LLM Reasoners: A Unified Formulation and Library

There has been rich research on constructing reasoning chains to solve problems using LLMs, from the simplest CoT prompting (Wei et al., 2022), to tree search algorithms guided by a reward function (Yao et al., 2023; Xie et al., 2023; Hao et al., 2023). Hao et al., 2023 proposed to incorporate a world model into reasoning, which simulates the state of the world. This enables LLMs to reason in a manner close to humans' conscious planning. These methods, among many others, can be formulated as a search process that maximizes the accumulated reward `argmax(a_0,...,a_T) sum_{t=0}^T r(s_t, a_t)`, with a world model that predicts state transition `mathcal{T}(s_{t}|s_{t-1}, a_{t-1})`, and a search algorithm to optimize the objective. In our paper, we discuss how recent reasoning algorithms can be interpreted as special cases within this framework, with specific choices of these three components.

LLM Reasoners implements our unified formulation for multi-step reasoning with a modular design. Users can easily set up a reasoning method by creating a defining the WorldModel and SearchConfig, and importing a Reasoner object, which includes a SearchConfig, a WorldModel class, and a SearchAlgorithm.

from reasoners import SearchConfig, WorldModel, Reasoner
from reasoners.algorithm import MCTS
from reasoners.lm import Llama2Model

class MyWorldModel(WorldModel):
    def step(self, state, action):
        return self.llm.generate(self.next_state_prompt.format(state, action))
    ...

class MyConfig(SearchConfig):
    def reward(self, state, action):
        return self.llm.generate(self.eval_prompt.format(state, action))
    ...

reasoner = Reasoner(
    world_model=MyWorldModel(), search_config=MyConfig(), search_algo= MCTS()
)

Our library provides multiple helper classes to facilitate the development and deployment of reasoning algorithms, e.g., rich LLM APIs, multiple search algorithms, standard interface to popular datasets. Especially, it features a visualization tool to aid users in comprehending the reasoning process. Even for the most complex reasoning algorithms like Monte-Carlo Tree Search, users can easily diagnose and understand what happens with one line of python code. Here we show some examples from GSM8K and Blocksworld.

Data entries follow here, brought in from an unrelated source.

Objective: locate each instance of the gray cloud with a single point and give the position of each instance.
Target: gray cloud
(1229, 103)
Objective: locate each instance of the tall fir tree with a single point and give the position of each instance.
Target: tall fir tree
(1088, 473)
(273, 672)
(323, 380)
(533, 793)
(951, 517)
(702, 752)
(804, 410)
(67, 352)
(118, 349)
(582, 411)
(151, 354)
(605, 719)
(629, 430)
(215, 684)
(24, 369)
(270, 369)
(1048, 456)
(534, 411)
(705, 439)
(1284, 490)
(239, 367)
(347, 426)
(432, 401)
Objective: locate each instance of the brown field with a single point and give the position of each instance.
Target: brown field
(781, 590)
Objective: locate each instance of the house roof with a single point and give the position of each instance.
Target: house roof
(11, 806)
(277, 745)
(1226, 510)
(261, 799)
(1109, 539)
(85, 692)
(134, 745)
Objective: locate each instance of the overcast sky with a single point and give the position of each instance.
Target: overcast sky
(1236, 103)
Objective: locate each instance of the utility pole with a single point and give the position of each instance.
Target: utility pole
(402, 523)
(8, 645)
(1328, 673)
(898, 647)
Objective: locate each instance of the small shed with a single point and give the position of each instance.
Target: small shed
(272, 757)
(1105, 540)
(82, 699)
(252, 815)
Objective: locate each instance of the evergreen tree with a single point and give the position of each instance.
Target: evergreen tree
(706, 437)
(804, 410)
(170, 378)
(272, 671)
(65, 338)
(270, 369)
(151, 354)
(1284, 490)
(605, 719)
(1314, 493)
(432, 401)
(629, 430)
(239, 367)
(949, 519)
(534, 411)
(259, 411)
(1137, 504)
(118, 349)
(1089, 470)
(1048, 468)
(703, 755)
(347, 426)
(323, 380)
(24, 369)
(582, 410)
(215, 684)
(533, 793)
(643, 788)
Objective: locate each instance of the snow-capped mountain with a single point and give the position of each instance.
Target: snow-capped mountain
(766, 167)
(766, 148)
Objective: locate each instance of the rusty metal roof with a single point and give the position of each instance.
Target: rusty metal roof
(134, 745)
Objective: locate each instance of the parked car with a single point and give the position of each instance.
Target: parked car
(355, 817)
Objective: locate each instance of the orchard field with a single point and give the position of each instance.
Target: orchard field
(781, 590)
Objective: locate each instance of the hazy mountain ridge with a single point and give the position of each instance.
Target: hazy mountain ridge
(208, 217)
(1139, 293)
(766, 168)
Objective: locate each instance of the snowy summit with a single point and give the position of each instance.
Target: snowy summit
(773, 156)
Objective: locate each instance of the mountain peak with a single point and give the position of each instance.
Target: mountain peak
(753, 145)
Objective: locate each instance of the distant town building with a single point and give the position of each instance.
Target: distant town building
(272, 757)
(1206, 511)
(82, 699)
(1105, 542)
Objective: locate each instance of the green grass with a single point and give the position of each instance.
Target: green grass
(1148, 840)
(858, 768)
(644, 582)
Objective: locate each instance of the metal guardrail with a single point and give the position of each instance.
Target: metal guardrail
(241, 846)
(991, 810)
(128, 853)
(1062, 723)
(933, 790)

My goal is to have have that the orange block is on top of the blue block. The initial state is that, the red block is clear, the blue block is clear, the yellow block is clear, the hand is empty, the blue block is on top of the orange block, the red block is on the table, the orange block is on the table and the yellow block is on the table. What's the action plan to achieve my goal?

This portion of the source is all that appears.